Sementara macam kedua yang disebutkan, maka penjelasannya bahwa kata hiasan seringkali diulang-ulang dalam Al-Qur’an nan Agung maksudnya adalah hiasan yang keluar dari asal hiasan itu sendiri. Bukan dimaksudkan sebagian dari hiasan itu. Seperti firman Allah ta’ala:
يابني آدم خذوا زينتكم عند كل مسجد
“Hai anak Adam, pakailah pakaianmu yang indah di setiap (memasuki) mesjid.” QS. Al-A’raf: 31,
Dan firman Allah ta’ala:
قل من حرم زينة الله التي أخرج لعباده
“Katakanlah: "Siapakah yang mengharamkan perhiasan dari Allah yang telah dikeluarkan-Nya untuk hamba-hamba-Nya.” QS. Al-A’raf: 32
Dan friman-Nya:
فخرج على قومه في زينته
“Maka keluarlah Karun kepada kaumnya dalam kemegahannya.” QS. Al-Qasas: 79
Dan firman-Nya:
ولا يضربن بأرجلهن ليعلم ما يخفين من زينتهن
“Dan janganlah mereka memukulkan kakinya agar diketahui perhiasan yang mereka sembunyikan.” QS. An-Nur: 31
Maka kata ‘Perhiasan’ dalam semua ayat ini, maksudnya adalah menghiasi dengan sesuatu dan ia bukan dari asal penciptaannya. Seperti yang anda lihat. Arti ini yang seringkali kata hiasan dalam Al-Qur’an, menunjukkan bahwa kata ‘perhiasan’ dalam kontek perselisihan, maksudnya adalah arti semacam ini, dimana seringkali dipergunakan dalam Al-Qur’an nan agung.
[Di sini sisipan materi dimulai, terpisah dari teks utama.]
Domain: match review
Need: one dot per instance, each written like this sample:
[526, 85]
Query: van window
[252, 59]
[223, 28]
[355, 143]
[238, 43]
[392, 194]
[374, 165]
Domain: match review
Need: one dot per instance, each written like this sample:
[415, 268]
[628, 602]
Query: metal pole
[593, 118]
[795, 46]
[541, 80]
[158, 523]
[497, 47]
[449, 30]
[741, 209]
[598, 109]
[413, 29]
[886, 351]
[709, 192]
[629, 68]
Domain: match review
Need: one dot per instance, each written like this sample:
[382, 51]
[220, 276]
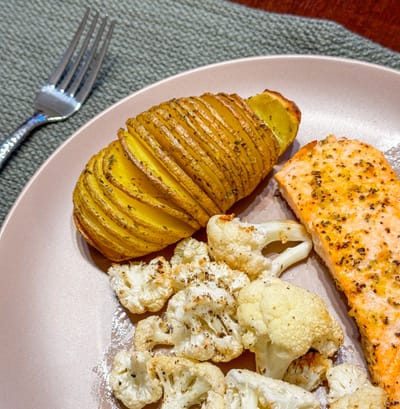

Kalau anda mengetahui bahwa maksud dari hiasan dalam Al-Qur’an adalah apa yang djadikan hiasan dengannya. dimana ia keluar dari asal penciptaan. Dikalangan para ulama yang menafsiri dengan cara ini, mereka berbeda pendapat menjadi dua pendapat. Sebagian diantara mereka mengatakan,”Ia adalah hiasan yang tidak harus melihat kepadanya dari sesuatu tubuh wanita, seperti penampilan baju. Sebagian lainnya mengatakan,”Ia adalah hiasan yang mengharuskan melihat kepada tempat dari tubuh wanita seperti celak, semir dan semacam itu.
Orang yang membatasinya –semoga Allah memaafkan dan mengampuninya – mengatakan,”Yang lebih nampak kuat diantara dua pendapat tadi menurutku adalah pendapatnya Ibnu Mas’ud –radhiallahu’anhu- bahwa hiasan yang nampak itu adalah tidak harus melihat kepadanya dengan melihat sesuatu bagian dari tubuh wanita asing. Kami mengatakan pendapat ini adalah yang paling nampak (kuat), karena ia termasuk pendapat yang lebih berhati-hati dan lebih jauh dari sebab adanya fitnah serta lebih membersihkan hati para lelaki dan para wanita.
Tidak bisa dipungkiri lagi bahwa wajah seorang wanita itu adalah pokok dari kecantikannya, dan melihatnya termasuk sebab terbesar terkena firnah dengannya. Sebagaimana yang telah diketahui. Sesuai dengan kaidah syareat nan mulia ‘Termasuk kesempurnaan dalam menjaga serta menjauhi dari terjerumus ke dalamnya, selayaknya jangan terjadi. Selesai dari tafsir ‘Adhwaul Bayan, (5/515-517).
Kesimpulannya:
Bahwa menyandarkan pendapat jumhur ulama’ diperbolehkannya membuka wajah disertai dengan menampakkan hiasan itu adalah suatu kesalahan. Bahkan jumhur ulama’ berpendapat dengan menutup wajah, baik hal itu termasuk aurat maupun tidak.